= Transgressive fiction =

Genre of literature

Transgressive fiction is a genre of literature which focuses on characters who feel confined by the norms and expectations of society and who break free of those confines in unusual or illicit ways.

==Literary context==
Because they are rebelling against the basic norms of society, protagonists of transgressive fiction may seem mentally ill, anti-social, or nihilistic. The genre deals extensively with taboo subject matters such as drugs, sexual activity, violence, incest, pedophilia, and crime. The genre of "transgressive fiction" was defined by Los Angeles Times literary critic Michael Silverblatt.

Michel Foucault's essay "A Preface to Transgression" (1963) provides an important methodological origin for the concept of transgression in literature. The essay uses Story of the Eye by Georges Bataille as an example of transgressive fiction.

Rene Chun, a journalist for The New York Times, described transgressive fiction:

A literary genre that graphically explores such topics as incest and other aberrant sexual practices, mutilation, the sprouting of sexual organs in various places on the human body, urban violence and violence against women, drug use, and highly dysfunctional family relationships, and that is based on the premise that knowledge is to be found at the edge of experience and that the body is the site for gaining knowledge.

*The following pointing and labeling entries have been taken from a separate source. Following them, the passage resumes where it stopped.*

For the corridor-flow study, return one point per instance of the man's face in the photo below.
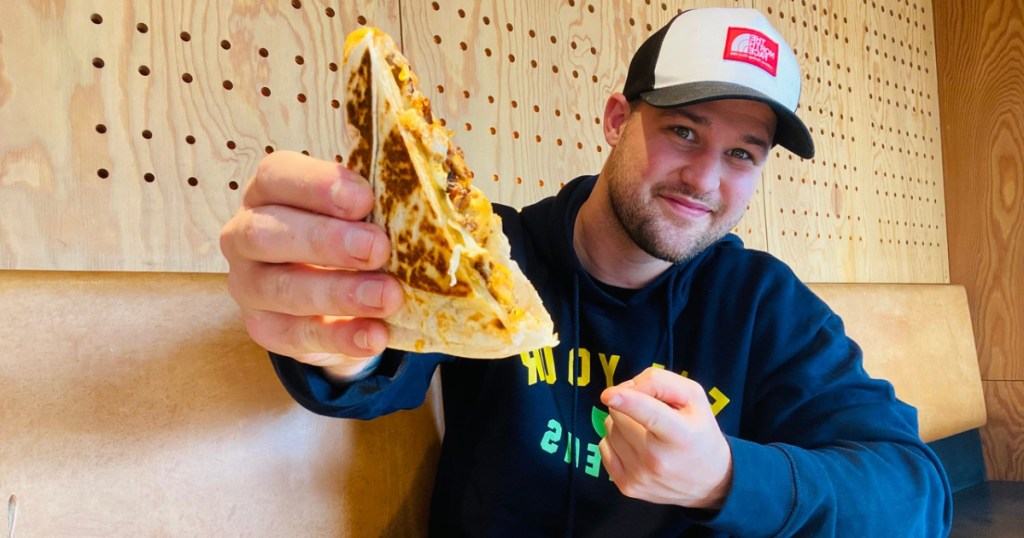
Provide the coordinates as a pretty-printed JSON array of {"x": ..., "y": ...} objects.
[{"x": 679, "y": 179}]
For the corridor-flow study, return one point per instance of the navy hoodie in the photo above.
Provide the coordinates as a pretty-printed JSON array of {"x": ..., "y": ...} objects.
[{"x": 818, "y": 448}]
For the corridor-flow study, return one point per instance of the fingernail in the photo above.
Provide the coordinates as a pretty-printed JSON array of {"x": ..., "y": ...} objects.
[
  {"x": 361, "y": 339},
  {"x": 371, "y": 294},
  {"x": 338, "y": 194},
  {"x": 358, "y": 244},
  {"x": 614, "y": 400}
]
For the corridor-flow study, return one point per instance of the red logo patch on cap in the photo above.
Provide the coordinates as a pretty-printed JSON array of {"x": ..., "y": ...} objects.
[{"x": 744, "y": 44}]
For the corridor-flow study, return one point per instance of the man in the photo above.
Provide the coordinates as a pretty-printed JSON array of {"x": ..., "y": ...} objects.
[{"x": 699, "y": 388}]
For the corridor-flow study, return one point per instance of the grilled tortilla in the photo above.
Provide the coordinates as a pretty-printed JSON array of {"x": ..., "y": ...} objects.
[{"x": 464, "y": 294}]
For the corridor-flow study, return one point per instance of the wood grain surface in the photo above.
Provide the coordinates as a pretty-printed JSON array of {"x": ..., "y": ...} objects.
[
  {"x": 981, "y": 83},
  {"x": 136, "y": 405},
  {"x": 136, "y": 164},
  {"x": 1003, "y": 437}
]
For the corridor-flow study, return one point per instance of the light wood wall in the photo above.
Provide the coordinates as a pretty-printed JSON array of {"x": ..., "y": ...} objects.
[
  {"x": 981, "y": 84},
  {"x": 127, "y": 129}
]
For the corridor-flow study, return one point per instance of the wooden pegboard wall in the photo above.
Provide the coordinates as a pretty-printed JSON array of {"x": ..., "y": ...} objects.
[{"x": 190, "y": 94}]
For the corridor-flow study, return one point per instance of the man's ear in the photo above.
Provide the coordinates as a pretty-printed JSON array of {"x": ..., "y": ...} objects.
[{"x": 616, "y": 111}]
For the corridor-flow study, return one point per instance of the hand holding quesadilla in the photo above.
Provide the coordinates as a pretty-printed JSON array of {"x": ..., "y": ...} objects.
[{"x": 464, "y": 294}]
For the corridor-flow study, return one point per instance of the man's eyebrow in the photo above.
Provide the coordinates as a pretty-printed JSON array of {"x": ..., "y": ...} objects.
[{"x": 701, "y": 120}]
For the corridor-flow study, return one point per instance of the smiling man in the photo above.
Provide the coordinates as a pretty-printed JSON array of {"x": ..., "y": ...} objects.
[{"x": 698, "y": 389}]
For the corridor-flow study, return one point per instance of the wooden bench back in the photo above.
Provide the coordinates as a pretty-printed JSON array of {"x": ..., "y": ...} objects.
[
  {"x": 135, "y": 405},
  {"x": 920, "y": 337}
]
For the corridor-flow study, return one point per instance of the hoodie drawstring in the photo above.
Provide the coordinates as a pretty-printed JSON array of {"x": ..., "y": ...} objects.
[
  {"x": 570, "y": 512},
  {"x": 671, "y": 307}
]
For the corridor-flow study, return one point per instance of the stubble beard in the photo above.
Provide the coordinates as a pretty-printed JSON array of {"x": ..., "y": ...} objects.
[{"x": 646, "y": 225}]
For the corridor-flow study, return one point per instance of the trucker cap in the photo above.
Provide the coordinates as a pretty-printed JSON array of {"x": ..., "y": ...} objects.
[{"x": 722, "y": 53}]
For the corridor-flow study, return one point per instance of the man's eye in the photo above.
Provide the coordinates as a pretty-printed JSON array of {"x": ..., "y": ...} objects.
[
  {"x": 741, "y": 154},
  {"x": 683, "y": 132}
]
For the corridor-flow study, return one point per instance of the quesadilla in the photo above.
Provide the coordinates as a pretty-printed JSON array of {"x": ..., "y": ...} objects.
[{"x": 464, "y": 294}]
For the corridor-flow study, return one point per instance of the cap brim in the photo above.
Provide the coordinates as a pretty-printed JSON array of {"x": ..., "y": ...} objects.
[{"x": 790, "y": 130}]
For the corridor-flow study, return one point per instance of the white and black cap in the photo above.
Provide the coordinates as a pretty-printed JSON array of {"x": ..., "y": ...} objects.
[{"x": 722, "y": 53}]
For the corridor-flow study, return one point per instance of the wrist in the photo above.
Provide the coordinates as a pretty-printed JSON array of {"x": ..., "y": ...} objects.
[{"x": 352, "y": 371}]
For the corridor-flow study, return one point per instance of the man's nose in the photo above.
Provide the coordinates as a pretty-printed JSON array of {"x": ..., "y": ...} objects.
[{"x": 701, "y": 171}]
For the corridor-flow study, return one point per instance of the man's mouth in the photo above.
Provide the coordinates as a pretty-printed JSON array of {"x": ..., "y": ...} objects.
[{"x": 687, "y": 206}]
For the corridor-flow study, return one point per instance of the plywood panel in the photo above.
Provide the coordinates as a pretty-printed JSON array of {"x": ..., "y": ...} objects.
[
  {"x": 129, "y": 127},
  {"x": 135, "y": 405},
  {"x": 521, "y": 84},
  {"x": 1003, "y": 438},
  {"x": 981, "y": 76},
  {"x": 920, "y": 338},
  {"x": 869, "y": 206}
]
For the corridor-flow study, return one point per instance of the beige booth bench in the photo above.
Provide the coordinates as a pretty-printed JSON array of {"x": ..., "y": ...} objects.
[{"x": 135, "y": 405}]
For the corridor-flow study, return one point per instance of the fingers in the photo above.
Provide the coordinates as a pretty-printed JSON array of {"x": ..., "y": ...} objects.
[
  {"x": 654, "y": 401},
  {"x": 307, "y": 290},
  {"x": 280, "y": 234},
  {"x": 306, "y": 337},
  {"x": 303, "y": 182}
]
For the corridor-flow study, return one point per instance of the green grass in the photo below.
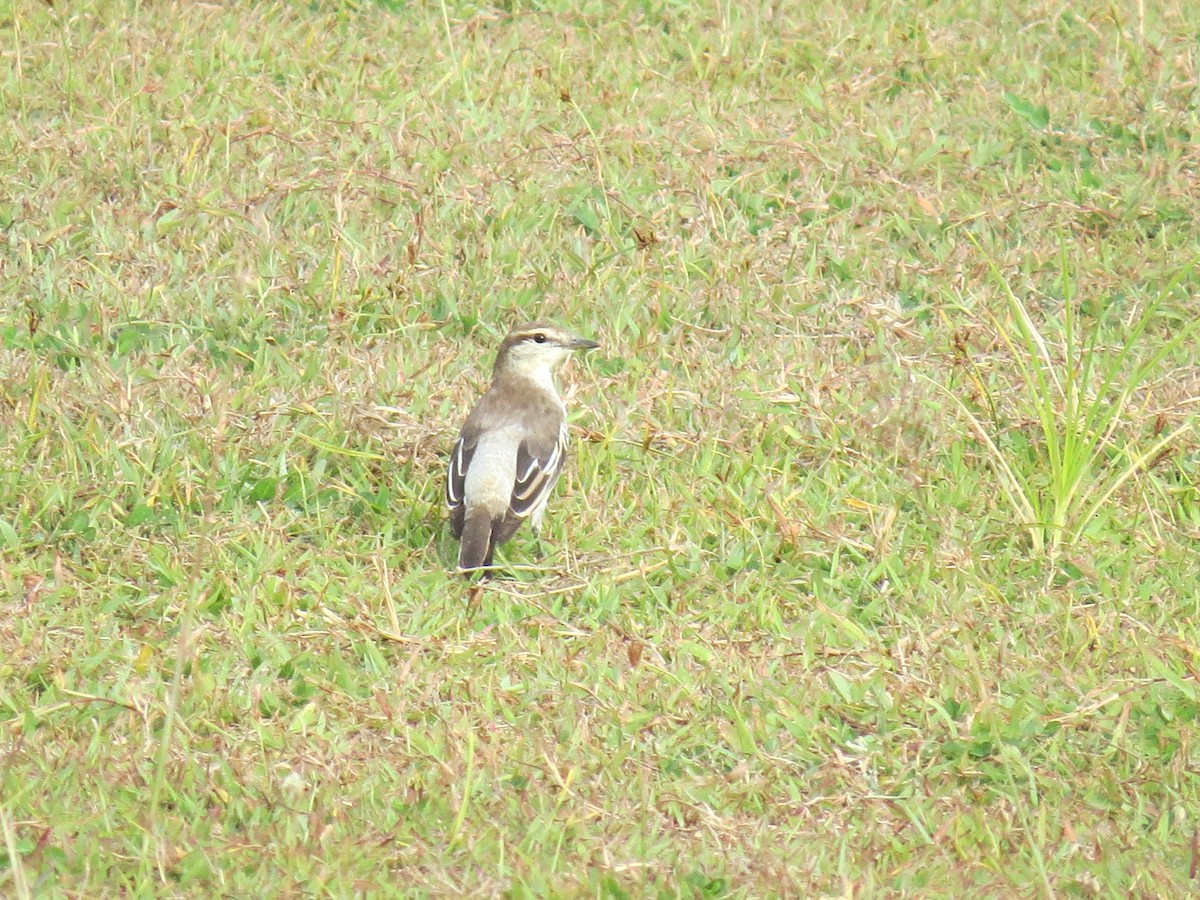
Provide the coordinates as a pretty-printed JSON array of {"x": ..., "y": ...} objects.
[{"x": 789, "y": 633}]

The genre has been the subject of controversy, and many forerunners of transgressive fiction, including William S. Burroughs and Hubert Selby Jr., have been the subjects of obscenity trials.

Transgressive fiction shares similarities with splatterpunk, noir, and erotic fiction in its willingness to portray forbidden behaviors and shock readers. But it differs in that protagonists often pursue means to better themselves and their surroundings—albeit unusual and extreme ones. Much transgressive fiction deals with searches for self-identity, inner peace, or personal freedom. Unbound by usual restrictions of taste and literary convention, its proponents claim that transgressive fiction is capable of incisive social commentary.

==History==
The basic ideas of transgressive fiction are by no means new. Many works that are now considered classics dealt with controversial themes and harshly criticized societal norms. Early examples include the scandalous writing of the Marquis de Sade and the Comte de Lautréamont's Les Chants de Maldoror (1869). French author Émile Zola's works about social conditions and "bad behavior" are examples, as are Russian Fyodor Dostoevsky's novels Crime and Punishment (1866) and Notes from Underground (1864), and Norwegian Knut Hamsun's psychologically-driven Hunger (1890). Sexual extravagance can be seen in two of the earliest European novels, the Satyricon and The Golden Ass, and also (with disclaimers) Moll Flanders and some of the excesses of early Gothic fiction.

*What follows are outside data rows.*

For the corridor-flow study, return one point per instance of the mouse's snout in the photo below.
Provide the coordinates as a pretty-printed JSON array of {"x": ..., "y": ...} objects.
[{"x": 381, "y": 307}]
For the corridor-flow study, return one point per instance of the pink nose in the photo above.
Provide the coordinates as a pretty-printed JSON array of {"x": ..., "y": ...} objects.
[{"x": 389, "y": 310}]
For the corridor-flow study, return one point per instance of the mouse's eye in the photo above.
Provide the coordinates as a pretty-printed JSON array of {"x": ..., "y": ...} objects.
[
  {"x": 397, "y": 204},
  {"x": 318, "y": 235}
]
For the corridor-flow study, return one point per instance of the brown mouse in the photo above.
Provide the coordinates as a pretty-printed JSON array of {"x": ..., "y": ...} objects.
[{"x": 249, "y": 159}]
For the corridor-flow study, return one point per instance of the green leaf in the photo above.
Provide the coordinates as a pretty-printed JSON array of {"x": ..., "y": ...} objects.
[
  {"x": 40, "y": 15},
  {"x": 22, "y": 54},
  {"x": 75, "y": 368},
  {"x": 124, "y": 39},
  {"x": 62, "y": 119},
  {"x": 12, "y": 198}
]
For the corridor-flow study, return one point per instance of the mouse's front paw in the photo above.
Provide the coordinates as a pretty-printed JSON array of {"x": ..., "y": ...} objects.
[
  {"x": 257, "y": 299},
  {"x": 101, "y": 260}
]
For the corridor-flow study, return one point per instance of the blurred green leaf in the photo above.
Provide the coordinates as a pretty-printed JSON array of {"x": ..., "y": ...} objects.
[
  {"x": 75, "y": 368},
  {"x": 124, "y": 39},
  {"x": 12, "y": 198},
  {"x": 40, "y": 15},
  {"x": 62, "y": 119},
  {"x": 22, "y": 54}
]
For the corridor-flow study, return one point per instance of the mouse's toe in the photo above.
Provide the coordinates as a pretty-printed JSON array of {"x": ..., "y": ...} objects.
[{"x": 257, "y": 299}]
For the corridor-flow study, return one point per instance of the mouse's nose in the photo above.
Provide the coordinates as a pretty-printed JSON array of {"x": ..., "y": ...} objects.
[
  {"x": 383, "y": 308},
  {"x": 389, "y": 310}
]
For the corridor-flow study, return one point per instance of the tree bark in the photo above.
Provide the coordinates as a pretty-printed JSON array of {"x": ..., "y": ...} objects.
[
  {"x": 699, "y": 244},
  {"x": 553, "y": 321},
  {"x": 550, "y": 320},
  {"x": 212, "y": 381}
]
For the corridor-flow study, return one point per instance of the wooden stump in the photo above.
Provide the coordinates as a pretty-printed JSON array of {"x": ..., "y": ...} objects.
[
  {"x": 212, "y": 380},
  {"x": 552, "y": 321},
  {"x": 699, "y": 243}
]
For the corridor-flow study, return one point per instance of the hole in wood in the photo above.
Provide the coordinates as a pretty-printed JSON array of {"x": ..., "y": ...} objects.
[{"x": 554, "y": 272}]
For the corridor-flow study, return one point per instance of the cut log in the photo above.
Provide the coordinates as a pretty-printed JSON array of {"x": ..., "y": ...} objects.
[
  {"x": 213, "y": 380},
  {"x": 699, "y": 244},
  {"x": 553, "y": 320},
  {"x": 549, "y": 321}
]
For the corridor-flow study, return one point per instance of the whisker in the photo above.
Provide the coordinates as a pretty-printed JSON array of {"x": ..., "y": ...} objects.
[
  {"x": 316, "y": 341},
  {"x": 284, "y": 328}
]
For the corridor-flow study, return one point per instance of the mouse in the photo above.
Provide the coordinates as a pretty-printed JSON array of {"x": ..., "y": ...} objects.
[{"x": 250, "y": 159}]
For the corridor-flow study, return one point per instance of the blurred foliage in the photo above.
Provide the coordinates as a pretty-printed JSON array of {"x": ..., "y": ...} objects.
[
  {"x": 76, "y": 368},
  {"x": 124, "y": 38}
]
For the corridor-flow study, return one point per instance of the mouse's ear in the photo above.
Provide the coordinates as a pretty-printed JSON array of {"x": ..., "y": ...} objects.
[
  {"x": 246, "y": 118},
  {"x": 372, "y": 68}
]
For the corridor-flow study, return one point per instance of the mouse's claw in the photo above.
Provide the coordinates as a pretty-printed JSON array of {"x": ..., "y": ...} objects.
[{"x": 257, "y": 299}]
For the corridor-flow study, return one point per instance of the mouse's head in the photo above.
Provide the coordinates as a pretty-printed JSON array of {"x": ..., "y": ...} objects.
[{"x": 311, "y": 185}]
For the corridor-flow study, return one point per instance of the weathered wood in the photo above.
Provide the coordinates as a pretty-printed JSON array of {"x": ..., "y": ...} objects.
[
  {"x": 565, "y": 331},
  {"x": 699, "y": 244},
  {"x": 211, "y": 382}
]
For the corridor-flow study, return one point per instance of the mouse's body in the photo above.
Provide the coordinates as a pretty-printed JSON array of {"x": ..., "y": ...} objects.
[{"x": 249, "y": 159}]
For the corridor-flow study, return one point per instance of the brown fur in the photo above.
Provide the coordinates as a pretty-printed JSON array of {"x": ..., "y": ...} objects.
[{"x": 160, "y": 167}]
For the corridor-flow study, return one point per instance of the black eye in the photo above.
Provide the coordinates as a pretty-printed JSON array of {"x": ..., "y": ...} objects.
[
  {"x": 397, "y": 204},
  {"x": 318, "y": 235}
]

A simpler, more literal example of transgressive fiction is Kate Chopin's The Awakening, in which a married woman, feeling confined by the gender constructs of her society and pressures imposed upon her by her family and friends to be keen in her duties as a mother and wife, leaves her family and pursues extramarital relationships. Commenting on gender roles of the late 19th century, The Awakening faced major criticism for its depiction of a woman being unfaithful to her family, despite the fact that Chopin had written several similar short stories prior to Awakenings publication. It is now considered to be a landmark of early feminist literature.

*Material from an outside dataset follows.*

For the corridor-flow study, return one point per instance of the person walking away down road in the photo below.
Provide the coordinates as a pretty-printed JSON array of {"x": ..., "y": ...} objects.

The early development of the genre was anticipated in the work of early 20th-century writers such as Octave Mirbeau, Georges Bataille, and Arthur Schnitzler, who explored psychosexual development.

On 6 December 1933, US federal judge John M. Woolsey overturned the federal ban on James Joyce's Ulysses. The book was banned in the US due to what the government claimed was obscenity, specifically parts of Molly Bloom's "soliloquy" at the end of the book. Random House Inc. challenged the claim of obscenity in federal court and was granted permission to print the book in the US. Judge Woolsey's explanation for his removal of the ban is often quoted: "It is only with the normal person that the law is concerned."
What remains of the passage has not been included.